Tsilhqot’in filmmaker helps document efforts to restore salmon passage

A Tsilhqot’in filmmaker is one of two local B.C. artists that the Big Bar Landslide Unified Command has collaborated with to capture the spirit and efforts of those who continue to dedicate their time to restore salmon passage.

Trevor Mack has edited together seven videos after working with the Unified Command for the past six days.

“It was difficult. It was fun,” Mack said.

“I got to go in the helicopter a few times, but one particular day I got to actually be the only person to get on the edge of the cliff where the rock scalers were scaling down 300 feet and I got to be harnessed up and I got to lean out in the cliff, holding my camera out as these awesome rock scalers are going down the cliff.”

Being able to record the scalers Mack said he also gave them a GoPro that resulted in the capture of some incredible footage.

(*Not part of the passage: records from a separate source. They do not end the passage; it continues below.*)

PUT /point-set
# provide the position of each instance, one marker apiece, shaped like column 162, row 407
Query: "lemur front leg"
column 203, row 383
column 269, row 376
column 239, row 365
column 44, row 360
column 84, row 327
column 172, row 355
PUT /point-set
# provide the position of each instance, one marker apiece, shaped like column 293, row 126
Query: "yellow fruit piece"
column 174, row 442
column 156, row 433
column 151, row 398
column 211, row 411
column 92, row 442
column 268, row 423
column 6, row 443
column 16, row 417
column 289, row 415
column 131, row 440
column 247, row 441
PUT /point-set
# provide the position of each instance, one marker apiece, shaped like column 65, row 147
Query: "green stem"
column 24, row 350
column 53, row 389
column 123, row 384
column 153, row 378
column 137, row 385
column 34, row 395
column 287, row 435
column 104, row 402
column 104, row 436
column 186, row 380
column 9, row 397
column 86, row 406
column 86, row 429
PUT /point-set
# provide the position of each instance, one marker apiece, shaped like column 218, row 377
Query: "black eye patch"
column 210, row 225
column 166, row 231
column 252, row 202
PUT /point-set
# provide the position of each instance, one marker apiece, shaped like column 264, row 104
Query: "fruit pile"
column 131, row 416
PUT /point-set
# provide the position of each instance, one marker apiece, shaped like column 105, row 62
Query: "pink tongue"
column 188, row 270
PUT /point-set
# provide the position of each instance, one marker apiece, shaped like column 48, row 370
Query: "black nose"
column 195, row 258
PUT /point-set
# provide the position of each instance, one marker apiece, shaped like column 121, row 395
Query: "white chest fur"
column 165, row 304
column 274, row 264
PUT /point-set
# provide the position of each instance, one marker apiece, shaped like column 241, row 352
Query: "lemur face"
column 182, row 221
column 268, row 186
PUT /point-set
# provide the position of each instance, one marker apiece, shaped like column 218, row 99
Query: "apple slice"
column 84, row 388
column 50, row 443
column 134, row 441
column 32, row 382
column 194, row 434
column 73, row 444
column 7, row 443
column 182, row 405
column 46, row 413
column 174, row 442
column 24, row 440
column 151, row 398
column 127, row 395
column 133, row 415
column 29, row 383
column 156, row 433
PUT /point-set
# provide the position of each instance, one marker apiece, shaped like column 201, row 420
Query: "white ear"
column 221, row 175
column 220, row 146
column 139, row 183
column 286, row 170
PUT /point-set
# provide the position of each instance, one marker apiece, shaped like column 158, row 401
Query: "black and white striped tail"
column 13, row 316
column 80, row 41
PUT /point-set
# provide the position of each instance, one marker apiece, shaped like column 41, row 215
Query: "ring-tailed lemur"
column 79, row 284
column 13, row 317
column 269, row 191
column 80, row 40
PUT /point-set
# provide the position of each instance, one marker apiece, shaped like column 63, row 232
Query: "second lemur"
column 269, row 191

“Being in the whole middle of everything where the action is was exhilarating and it was fun, but it was hectic as I had to culminate hundreds of hours of footage that they had already shot into seven distinct videos with their own stories.”

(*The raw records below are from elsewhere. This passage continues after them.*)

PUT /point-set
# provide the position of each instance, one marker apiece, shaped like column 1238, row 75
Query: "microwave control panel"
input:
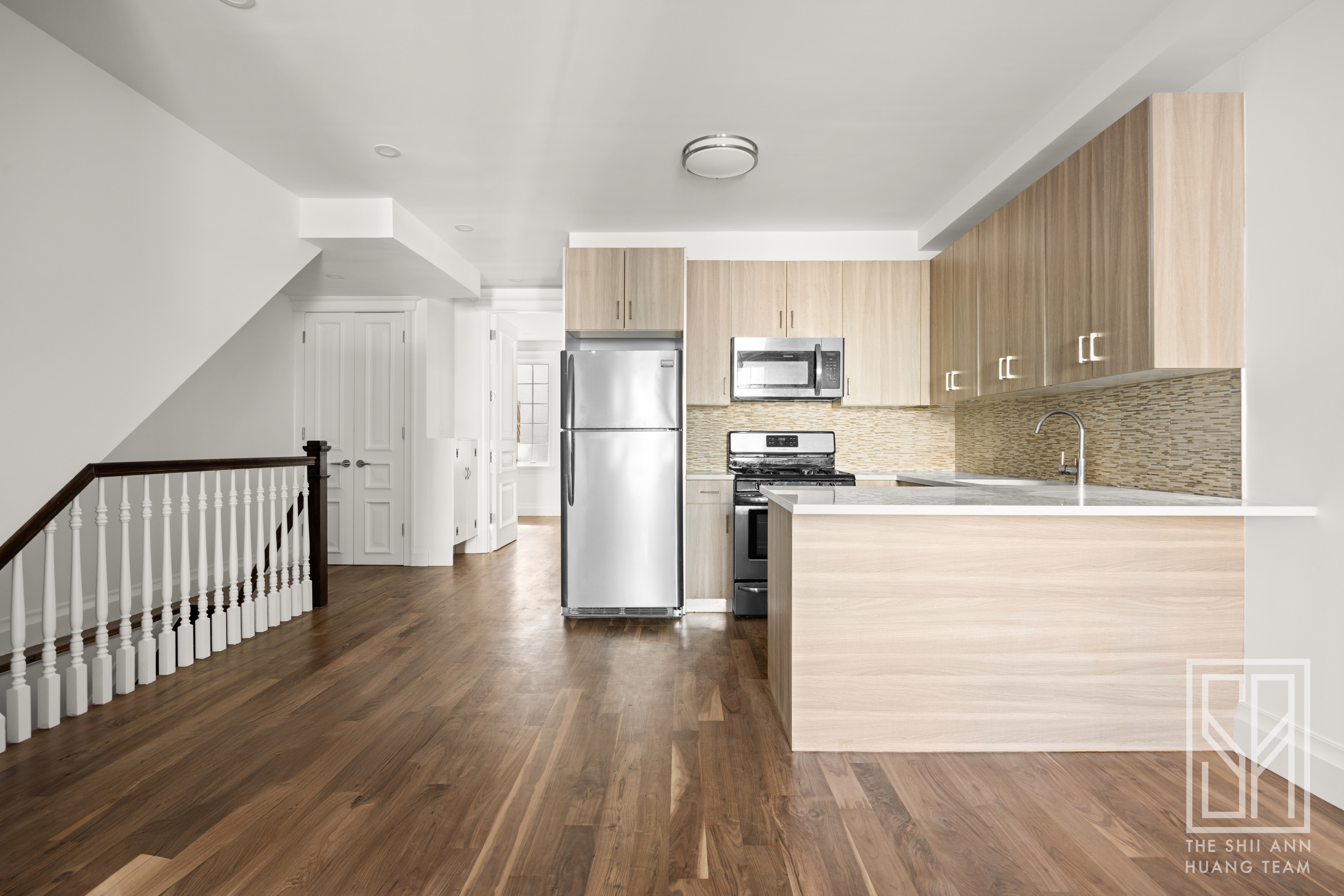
column 831, row 373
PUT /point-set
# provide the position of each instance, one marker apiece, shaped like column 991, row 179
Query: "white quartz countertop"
column 979, row 495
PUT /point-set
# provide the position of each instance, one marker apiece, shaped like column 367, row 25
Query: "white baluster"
column 186, row 629
column 49, row 686
column 287, row 601
column 18, row 699
column 263, row 598
column 77, row 674
column 167, row 637
column 220, row 623
column 146, row 647
column 236, row 631
column 306, row 549
column 202, row 576
column 126, row 652
column 276, row 604
column 249, row 609
column 100, row 686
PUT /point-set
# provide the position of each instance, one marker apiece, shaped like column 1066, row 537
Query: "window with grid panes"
column 534, row 405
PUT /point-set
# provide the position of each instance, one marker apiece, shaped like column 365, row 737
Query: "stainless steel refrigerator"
column 621, row 484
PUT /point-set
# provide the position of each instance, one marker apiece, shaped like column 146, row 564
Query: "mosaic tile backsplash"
column 1170, row 436
column 867, row 438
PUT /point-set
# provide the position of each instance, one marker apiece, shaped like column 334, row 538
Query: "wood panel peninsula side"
column 999, row 617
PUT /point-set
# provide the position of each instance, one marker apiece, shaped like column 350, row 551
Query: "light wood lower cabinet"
column 709, row 332
column 886, row 319
column 709, row 539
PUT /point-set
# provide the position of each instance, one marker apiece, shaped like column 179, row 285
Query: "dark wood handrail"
column 30, row 530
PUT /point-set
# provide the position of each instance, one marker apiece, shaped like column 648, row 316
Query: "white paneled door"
column 503, row 430
column 355, row 400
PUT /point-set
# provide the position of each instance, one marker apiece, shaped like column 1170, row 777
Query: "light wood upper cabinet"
column 655, row 289
column 760, row 295
column 952, row 322
column 624, row 289
column 885, row 319
column 595, row 289
column 814, row 300
column 709, row 330
column 1011, row 285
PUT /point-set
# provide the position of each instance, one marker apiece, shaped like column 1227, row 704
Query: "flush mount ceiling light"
column 720, row 156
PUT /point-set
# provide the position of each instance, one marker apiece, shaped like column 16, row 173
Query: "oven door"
column 788, row 370
column 750, row 535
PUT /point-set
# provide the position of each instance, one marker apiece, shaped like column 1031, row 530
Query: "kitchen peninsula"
column 988, row 613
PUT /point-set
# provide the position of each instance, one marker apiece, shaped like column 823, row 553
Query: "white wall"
column 131, row 250
column 1295, row 311
column 772, row 246
column 239, row 404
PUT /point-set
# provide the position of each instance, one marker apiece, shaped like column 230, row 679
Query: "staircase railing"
column 284, row 580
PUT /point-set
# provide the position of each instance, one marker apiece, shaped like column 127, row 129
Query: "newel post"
column 318, row 519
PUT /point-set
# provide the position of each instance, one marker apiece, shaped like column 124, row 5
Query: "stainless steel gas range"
column 756, row 459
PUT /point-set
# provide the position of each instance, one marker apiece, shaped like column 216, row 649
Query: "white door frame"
column 302, row 305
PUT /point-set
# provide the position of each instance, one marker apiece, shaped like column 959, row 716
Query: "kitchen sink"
column 1014, row 483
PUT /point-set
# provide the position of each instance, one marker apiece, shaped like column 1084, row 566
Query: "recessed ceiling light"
column 720, row 156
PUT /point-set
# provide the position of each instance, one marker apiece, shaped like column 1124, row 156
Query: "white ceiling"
column 533, row 119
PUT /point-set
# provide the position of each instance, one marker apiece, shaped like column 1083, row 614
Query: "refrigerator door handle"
column 569, row 473
column 569, row 395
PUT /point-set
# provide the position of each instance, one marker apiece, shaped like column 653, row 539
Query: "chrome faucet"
column 1078, row 469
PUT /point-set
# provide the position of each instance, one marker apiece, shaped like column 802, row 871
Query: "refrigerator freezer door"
column 621, row 508
column 621, row 390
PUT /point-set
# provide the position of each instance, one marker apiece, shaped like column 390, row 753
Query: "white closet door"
column 330, row 414
column 355, row 400
column 380, row 437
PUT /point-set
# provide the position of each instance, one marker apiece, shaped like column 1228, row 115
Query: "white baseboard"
column 1327, row 755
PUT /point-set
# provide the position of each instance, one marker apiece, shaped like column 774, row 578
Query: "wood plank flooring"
column 445, row 731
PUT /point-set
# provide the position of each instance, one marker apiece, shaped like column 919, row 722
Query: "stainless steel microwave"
column 788, row 370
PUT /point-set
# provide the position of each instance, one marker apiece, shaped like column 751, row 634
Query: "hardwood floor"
column 445, row 731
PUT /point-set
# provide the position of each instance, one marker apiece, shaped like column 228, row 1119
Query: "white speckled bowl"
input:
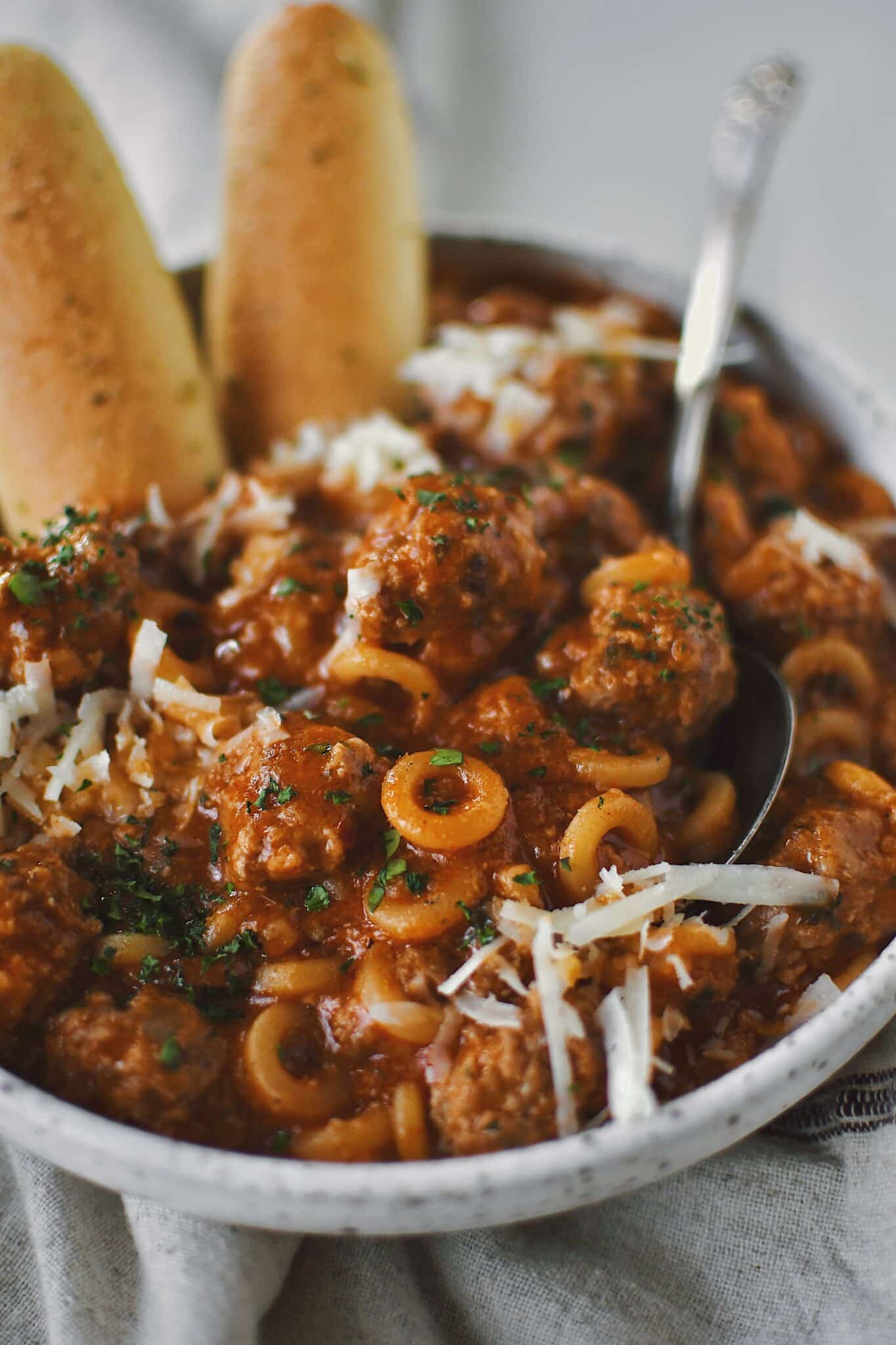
column 562, row 1174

Mack who returned from the area on Sunday said he hopes to return in the next month or so to create a larger, almost full-length documentary.

He said one of the reasons he wanted to do the project was because not only does his community of Tl’etinqox value and respect the salmon, the salmon is a valuable food source.

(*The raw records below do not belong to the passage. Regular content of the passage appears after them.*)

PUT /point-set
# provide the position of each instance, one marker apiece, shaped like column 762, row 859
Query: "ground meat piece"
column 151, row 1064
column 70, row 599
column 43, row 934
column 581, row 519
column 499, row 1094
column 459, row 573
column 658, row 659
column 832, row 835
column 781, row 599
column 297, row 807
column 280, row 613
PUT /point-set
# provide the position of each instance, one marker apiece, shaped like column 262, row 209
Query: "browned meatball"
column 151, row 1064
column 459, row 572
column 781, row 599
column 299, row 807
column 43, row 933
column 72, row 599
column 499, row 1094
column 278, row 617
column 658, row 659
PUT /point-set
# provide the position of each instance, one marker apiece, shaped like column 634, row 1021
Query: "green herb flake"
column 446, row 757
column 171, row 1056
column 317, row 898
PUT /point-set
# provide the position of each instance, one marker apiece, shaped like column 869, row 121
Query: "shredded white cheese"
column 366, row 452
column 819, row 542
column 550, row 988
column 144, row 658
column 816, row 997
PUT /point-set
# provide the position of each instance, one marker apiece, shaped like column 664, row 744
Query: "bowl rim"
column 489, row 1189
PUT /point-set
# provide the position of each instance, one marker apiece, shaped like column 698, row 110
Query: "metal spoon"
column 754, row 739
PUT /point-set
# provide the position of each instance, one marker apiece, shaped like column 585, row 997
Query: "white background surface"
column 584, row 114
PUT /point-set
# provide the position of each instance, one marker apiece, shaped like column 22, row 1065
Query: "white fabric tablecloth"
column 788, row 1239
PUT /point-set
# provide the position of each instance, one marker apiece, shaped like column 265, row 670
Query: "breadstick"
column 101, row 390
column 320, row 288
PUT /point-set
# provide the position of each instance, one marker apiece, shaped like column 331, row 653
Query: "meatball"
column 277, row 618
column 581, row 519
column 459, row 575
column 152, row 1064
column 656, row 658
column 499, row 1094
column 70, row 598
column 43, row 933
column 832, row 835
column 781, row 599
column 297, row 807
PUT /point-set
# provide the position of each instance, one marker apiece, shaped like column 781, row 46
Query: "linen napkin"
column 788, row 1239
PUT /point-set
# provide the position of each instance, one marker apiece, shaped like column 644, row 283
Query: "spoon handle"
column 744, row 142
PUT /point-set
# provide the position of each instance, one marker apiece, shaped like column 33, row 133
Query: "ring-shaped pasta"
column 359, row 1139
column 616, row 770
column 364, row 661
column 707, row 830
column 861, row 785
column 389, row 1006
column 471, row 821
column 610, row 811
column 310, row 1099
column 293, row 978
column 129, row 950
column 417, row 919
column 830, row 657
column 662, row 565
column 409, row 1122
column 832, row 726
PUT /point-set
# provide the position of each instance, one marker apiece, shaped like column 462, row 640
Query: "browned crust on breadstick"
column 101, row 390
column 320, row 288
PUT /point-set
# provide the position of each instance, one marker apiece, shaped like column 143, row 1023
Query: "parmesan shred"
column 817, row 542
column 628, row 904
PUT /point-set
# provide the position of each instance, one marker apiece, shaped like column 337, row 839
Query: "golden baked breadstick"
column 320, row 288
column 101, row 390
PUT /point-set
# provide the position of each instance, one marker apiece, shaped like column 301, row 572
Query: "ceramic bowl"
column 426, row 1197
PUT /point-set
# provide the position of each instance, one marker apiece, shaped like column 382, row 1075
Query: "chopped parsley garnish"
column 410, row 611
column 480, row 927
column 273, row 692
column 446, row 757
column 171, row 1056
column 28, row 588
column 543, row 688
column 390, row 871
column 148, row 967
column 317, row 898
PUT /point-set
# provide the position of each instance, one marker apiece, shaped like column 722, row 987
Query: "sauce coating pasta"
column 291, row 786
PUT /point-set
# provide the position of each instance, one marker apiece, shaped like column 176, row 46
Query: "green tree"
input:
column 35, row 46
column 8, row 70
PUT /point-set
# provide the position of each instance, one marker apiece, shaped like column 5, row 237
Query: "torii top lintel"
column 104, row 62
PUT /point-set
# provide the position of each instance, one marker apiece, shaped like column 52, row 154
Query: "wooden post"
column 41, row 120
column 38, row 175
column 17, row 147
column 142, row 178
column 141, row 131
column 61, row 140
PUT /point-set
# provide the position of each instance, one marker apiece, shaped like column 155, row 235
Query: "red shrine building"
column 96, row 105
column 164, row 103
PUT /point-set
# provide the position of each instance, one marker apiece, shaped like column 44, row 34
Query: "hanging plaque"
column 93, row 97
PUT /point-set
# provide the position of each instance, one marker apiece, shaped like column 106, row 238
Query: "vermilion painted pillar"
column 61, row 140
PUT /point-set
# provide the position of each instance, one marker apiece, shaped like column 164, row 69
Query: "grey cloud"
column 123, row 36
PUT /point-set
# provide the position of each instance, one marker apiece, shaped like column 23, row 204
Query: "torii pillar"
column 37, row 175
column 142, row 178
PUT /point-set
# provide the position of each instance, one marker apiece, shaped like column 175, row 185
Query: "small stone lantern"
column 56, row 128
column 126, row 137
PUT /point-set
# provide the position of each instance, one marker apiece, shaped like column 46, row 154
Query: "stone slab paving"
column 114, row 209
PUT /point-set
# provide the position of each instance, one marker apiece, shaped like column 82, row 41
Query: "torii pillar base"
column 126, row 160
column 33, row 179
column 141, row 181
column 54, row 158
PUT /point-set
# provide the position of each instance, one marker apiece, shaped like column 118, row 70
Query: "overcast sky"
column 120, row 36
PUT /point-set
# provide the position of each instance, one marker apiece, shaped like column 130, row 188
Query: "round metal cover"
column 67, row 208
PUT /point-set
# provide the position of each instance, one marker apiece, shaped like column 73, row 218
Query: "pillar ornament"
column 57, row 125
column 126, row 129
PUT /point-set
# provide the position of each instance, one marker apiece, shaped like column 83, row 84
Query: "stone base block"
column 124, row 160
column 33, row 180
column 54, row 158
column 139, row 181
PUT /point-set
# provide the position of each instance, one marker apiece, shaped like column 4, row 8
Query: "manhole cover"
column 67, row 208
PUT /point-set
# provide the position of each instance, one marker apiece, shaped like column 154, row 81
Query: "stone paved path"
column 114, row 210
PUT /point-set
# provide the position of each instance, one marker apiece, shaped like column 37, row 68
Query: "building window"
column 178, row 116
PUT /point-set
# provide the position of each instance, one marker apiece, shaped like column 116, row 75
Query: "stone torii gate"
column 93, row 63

“I wanted to get right in the middle to see how all of this is happening and to see the salmon’s tenacity and effort to try so hard to swim hundreds, sometimes a thousand plus kilometers to get back to their spawning ground and in that process feed not only humans but the bears, the wolves, the cranes, and the nitrogen from their bodies feeding the trees,” Mack added.

“The salmon is not only a crucial part of our Indigenous way of life but really the way of life of British Columbia. It’s a massive artery that brings life to British Columbia and hopefully these videos spread more awareness about that and change our relationships to the water and lands.”

Also documenting the efforts to restore salmon passage was photographer Gina Anderson.

Mack said the videos will be made publically available, and that he has already posted on Facebook a video of drone footage that shows the progress that was made from July 26 to September 13.

(Editor’s Note: Listen to Trevor Mack with the author of this report in the audio file below)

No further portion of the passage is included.